Mr Gilby climbed down again and walked among the wheat. On these north-facing slopes the crop was later, and the little kernels he put in his mouth were as small as rice grains, still pale green with an unripe pod.
‘Good,’ he said again. ‘But a risky business. A very risky business.’
The quality of Wideacre wheat against the chances of its being spoiled were his themes all the long afternoon while I sweated inside my stays and shivered from the dread I felt.

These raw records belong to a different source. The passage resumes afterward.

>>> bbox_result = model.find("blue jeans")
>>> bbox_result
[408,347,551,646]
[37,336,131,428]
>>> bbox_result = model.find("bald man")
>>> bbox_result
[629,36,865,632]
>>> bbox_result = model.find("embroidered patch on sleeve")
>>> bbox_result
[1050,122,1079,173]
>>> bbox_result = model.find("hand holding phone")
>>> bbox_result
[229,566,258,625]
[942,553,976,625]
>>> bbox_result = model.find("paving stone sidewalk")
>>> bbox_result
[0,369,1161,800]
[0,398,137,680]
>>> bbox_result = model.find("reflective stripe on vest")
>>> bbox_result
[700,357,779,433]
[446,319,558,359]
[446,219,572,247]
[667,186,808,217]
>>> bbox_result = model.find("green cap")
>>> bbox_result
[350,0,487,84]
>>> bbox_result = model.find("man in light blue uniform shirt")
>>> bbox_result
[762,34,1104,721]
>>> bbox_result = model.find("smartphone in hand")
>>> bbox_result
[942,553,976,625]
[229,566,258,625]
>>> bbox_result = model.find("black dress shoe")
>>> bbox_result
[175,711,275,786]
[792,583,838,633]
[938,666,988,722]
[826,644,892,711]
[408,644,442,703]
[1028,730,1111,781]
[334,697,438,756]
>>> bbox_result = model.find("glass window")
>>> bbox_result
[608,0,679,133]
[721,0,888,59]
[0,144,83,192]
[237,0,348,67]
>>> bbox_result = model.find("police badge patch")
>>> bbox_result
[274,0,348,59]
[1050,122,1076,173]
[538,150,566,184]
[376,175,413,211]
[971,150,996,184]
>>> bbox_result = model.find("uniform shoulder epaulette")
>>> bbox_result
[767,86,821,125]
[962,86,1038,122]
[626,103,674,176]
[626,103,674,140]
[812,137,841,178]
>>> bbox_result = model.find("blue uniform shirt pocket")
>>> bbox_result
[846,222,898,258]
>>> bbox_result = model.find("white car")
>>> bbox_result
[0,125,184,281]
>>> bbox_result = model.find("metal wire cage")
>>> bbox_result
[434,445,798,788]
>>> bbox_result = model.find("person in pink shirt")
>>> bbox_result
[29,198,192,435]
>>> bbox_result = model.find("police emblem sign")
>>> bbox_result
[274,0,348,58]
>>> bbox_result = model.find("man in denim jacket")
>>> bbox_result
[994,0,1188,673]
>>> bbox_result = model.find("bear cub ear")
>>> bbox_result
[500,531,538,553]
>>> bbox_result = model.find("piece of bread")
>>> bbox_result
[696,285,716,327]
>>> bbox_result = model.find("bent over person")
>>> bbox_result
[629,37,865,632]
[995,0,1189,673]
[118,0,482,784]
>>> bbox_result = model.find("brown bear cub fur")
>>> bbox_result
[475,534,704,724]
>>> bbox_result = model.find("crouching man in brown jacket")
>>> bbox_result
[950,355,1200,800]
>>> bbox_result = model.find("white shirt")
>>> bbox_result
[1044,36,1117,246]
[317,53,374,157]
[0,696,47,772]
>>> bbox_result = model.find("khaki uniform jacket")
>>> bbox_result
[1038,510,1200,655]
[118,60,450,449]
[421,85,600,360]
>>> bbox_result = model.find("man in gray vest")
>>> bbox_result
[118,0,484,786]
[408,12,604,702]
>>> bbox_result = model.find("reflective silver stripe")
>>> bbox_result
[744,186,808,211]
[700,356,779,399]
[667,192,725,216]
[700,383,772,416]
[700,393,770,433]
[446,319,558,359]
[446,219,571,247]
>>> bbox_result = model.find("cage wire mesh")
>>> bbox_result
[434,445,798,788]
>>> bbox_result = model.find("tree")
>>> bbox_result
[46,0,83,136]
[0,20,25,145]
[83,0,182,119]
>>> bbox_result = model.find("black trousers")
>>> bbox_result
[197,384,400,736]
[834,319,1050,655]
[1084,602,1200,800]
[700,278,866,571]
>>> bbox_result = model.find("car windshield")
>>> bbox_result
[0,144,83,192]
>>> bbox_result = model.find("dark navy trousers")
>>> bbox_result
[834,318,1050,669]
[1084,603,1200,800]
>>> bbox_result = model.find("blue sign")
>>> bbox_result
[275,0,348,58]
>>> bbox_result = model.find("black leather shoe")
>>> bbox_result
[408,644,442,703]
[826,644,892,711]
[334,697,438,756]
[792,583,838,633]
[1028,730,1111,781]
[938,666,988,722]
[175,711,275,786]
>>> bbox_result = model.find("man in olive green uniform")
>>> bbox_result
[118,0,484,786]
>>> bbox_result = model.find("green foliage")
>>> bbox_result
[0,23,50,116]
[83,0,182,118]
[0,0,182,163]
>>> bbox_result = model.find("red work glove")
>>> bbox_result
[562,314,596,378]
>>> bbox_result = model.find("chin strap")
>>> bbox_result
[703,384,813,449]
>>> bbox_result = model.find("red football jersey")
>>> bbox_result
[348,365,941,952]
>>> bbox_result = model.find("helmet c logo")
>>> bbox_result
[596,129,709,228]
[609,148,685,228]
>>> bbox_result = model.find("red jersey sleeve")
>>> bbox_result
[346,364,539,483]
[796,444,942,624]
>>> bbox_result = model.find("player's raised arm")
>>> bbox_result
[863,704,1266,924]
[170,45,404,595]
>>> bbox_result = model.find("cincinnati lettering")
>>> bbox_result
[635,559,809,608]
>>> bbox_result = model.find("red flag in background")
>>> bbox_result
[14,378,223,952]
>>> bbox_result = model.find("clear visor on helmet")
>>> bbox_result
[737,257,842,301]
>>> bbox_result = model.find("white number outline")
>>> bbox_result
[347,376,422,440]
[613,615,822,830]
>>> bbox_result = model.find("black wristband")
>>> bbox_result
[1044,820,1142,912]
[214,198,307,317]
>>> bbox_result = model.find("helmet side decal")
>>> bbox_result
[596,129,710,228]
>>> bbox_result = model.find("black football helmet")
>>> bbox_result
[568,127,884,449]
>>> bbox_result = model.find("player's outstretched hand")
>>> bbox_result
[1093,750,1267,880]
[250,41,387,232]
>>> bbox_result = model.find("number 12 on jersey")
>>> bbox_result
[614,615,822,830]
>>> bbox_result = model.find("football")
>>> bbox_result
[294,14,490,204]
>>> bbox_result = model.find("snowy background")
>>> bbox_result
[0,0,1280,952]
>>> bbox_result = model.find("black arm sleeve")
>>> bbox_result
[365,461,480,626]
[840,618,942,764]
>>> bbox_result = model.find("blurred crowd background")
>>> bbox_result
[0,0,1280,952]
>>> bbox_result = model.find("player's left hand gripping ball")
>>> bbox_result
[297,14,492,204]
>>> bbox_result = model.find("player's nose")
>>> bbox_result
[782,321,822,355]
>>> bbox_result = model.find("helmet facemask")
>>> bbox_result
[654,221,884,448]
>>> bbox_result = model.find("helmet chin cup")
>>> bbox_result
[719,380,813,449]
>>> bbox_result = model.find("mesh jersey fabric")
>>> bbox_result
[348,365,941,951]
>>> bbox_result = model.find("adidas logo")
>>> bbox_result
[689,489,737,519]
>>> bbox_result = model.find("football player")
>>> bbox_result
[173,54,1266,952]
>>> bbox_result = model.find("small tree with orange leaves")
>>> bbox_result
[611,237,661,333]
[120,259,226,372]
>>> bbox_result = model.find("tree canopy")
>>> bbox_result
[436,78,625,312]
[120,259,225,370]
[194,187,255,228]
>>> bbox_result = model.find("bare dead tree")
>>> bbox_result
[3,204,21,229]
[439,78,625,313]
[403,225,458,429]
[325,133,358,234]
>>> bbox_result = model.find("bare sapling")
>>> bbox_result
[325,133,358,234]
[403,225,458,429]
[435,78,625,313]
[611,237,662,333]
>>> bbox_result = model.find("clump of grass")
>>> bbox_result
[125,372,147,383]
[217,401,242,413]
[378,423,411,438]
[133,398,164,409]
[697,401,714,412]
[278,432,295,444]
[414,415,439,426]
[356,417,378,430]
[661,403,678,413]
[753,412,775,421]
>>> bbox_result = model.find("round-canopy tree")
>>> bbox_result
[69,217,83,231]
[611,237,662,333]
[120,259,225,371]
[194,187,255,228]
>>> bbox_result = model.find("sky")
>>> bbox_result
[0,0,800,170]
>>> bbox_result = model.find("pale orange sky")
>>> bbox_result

He strolled in my fields, and looked at my sky as if he might buy it as well, in a job lot. No doubt the blue sky and the hot white clouds were ‘good, but risky’ too.
He wanted to see the common land fields and we had to drive through Acre. I would have preferred to take the track through the woods but the bridge by the mill was up, and there was no easy way around for the gig. No doors were slammed at the sound of my horse’s hoofs this time, but Acre village was as silent as if it had been itself enclosed and the people gone on the tramp.
‘Quiet place,’ said Mr Gilby as the unearthly hush penetrated even his money-box brain.
‘Aye,’ I said drily. ‘But not empty, you can be sure.’
‘Having trouble with the poor?’ He cocked a knowledgeable black eyebrow at me. ‘They won’t adapt, will they? They just won’t learn to change.’
‘No,’ I said shortly.
‘Bad business,’ he murmured. ‘Don’t have any rick-burning round here, do you? No crops spoiled in the fields? No attacks on barns?’
‘We never have,’ I said firmly. ‘They complain but they would dare nothing more.’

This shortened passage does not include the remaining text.